NRK-52E cells were subjected to 60 mmHg of pressure for the indicated periods. Cellular E-cadherin, TGF-β, CTGF, fibronectin, α-SMA and Snail were detected by Western blotting. GAPDH was detected as the loading control. Relative increases in the protein bands are also presented in a bar chart form. Results are expressed as the mean±s.d. (n = 3). *P<0.05 vs. the group at 0 h. TGF-β, transforming growth factor-β; CTGF, connective tissue growth factor; α-SMA, alpha smooth muscle actin; GAPDH, glyceraldehyde-3-phosphate dehydrogenase.

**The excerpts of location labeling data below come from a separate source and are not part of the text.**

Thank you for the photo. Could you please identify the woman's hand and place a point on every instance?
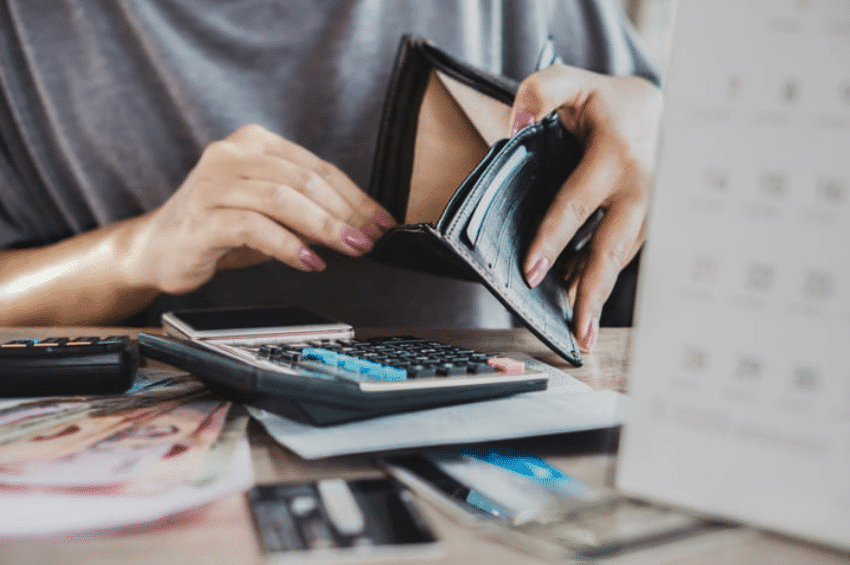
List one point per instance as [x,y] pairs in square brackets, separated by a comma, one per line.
[254,195]
[617,120]
[251,196]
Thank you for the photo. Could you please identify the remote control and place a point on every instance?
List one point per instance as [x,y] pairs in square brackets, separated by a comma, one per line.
[61,366]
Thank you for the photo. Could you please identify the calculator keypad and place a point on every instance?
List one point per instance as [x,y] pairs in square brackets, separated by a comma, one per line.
[388,358]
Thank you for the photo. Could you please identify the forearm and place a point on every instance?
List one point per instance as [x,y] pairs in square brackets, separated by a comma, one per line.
[88,279]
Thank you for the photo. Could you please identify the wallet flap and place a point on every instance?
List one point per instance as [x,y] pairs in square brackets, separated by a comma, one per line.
[496,216]
[480,201]
[436,126]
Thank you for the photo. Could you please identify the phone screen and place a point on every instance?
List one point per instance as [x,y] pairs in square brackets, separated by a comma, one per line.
[224,322]
[248,318]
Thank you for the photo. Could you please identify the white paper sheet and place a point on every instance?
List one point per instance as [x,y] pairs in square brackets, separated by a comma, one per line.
[740,388]
[566,406]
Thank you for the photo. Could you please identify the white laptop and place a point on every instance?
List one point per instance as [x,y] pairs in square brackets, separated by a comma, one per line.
[740,376]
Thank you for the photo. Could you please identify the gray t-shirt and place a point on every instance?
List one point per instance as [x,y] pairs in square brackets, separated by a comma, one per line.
[105,105]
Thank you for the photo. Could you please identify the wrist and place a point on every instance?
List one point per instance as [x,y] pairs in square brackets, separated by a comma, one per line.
[135,268]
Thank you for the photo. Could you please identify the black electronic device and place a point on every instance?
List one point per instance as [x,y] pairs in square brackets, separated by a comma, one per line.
[335,518]
[323,375]
[63,366]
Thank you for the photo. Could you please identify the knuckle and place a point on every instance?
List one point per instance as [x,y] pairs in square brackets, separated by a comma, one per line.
[312,183]
[329,227]
[278,197]
[325,170]
[615,257]
[241,227]
[576,210]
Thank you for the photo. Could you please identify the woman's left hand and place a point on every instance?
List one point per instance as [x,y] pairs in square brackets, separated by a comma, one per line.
[616,119]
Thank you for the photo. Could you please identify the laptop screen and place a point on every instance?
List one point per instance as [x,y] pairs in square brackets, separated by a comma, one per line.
[740,374]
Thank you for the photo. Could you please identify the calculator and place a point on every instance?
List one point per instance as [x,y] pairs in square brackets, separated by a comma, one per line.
[325,375]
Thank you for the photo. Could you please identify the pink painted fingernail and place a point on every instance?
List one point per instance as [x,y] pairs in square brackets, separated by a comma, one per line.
[384,219]
[592,334]
[537,272]
[311,260]
[356,241]
[521,120]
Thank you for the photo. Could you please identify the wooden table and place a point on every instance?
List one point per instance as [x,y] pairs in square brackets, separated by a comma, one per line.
[222,532]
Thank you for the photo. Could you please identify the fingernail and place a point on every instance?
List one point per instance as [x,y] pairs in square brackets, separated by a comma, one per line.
[537,272]
[372,231]
[592,335]
[311,260]
[521,120]
[356,241]
[383,219]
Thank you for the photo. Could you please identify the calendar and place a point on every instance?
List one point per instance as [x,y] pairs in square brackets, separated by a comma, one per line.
[740,365]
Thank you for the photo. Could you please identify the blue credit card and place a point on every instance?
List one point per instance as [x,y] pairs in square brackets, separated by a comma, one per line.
[531,467]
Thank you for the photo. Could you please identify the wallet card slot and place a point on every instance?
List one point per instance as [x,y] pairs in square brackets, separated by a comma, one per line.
[513,164]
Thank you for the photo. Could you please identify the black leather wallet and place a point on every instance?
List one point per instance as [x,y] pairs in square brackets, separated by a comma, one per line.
[469,200]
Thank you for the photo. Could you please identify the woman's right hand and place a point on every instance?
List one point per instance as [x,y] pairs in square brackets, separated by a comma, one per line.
[252,195]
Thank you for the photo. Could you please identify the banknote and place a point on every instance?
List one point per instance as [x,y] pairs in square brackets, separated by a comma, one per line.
[220,455]
[185,461]
[109,464]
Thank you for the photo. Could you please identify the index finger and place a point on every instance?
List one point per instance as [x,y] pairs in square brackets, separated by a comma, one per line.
[366,209]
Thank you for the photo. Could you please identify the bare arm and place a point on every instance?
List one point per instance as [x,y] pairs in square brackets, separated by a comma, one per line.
[252,196]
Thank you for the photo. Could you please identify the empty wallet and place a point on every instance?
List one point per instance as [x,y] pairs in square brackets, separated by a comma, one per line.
[469,201]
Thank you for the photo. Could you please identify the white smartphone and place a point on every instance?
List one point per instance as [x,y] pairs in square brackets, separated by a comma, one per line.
[281,323]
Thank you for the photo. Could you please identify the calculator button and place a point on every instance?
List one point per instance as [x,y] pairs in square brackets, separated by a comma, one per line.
[51,342]
[20,343]
[82,341]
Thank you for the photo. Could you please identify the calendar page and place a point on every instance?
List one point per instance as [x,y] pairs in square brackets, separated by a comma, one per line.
[740,376]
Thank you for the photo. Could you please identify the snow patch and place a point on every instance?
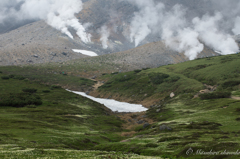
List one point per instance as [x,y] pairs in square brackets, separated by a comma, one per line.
[85,52]
[113,104]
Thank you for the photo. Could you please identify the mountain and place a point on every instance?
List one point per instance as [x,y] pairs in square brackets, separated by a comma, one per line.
[37,42]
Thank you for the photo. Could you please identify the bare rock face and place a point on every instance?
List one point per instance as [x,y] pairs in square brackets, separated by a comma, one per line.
[38,42]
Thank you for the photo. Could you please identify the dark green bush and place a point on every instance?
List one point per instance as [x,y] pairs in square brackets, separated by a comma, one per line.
[114,73]
[157,78]
[55,87]
[19,99]
[11,76]
[172,79]
[153,145]
[5,77]
[29,90]
[46,91]
[19,77]
[137,71]
[230,84]
[123,78]
[215,95]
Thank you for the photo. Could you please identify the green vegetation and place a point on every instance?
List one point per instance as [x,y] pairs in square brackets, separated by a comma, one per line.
[216,95]
[68,124]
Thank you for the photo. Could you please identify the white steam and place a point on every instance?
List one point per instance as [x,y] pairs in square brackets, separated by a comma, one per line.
[59,14]
[182,34]
[104,36]
[236,29]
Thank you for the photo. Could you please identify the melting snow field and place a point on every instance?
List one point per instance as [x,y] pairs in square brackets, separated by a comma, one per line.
[85,52]
[114,105]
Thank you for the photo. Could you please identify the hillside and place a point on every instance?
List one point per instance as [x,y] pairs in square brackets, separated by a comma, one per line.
[202,114]
[37,42]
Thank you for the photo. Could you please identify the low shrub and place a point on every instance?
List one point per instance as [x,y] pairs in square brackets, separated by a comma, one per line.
[172,79]
[114,73]
[153,145]
[157,78]
[55,87]
[230,84]
[137,71]
[46,91]
[5,77]
[29,90]
[215,95]
[19,77]
[145,68]
[19,99]
[11,76]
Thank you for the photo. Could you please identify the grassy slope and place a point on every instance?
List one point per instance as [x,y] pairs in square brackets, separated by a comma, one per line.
[200,124]
[64,121]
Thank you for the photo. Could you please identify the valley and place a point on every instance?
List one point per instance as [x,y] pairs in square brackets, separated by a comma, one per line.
[119,79]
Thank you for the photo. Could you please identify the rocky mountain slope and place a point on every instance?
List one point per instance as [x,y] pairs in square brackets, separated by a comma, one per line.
[37,42]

https://doi.org/10.1371/journal.pone.0099802.g001

miRNA Expression under Pressure

We investigated the expression of miRNAs under pressure at an early stage, performing array-based miRNA profiling of NRK-52E cells under 60 mmHg pressure for 0 or 1 h. Microarray analysis of 387 rat miRNAs showed that 4 miRNAs were upregulated and 11 miRNAs were downregulated after 1 h of pressurization (Table 1). MiR-328 showed a different expression and was further characterized. We validated the miR-328 expression by qRT-PCR. MiR-328 was shown to be transiently downregulated under 60 mmHg pressure; the decrease started at 30 min and reached the lowest level at 1 h, persisting through 2 h (Fig. 2A).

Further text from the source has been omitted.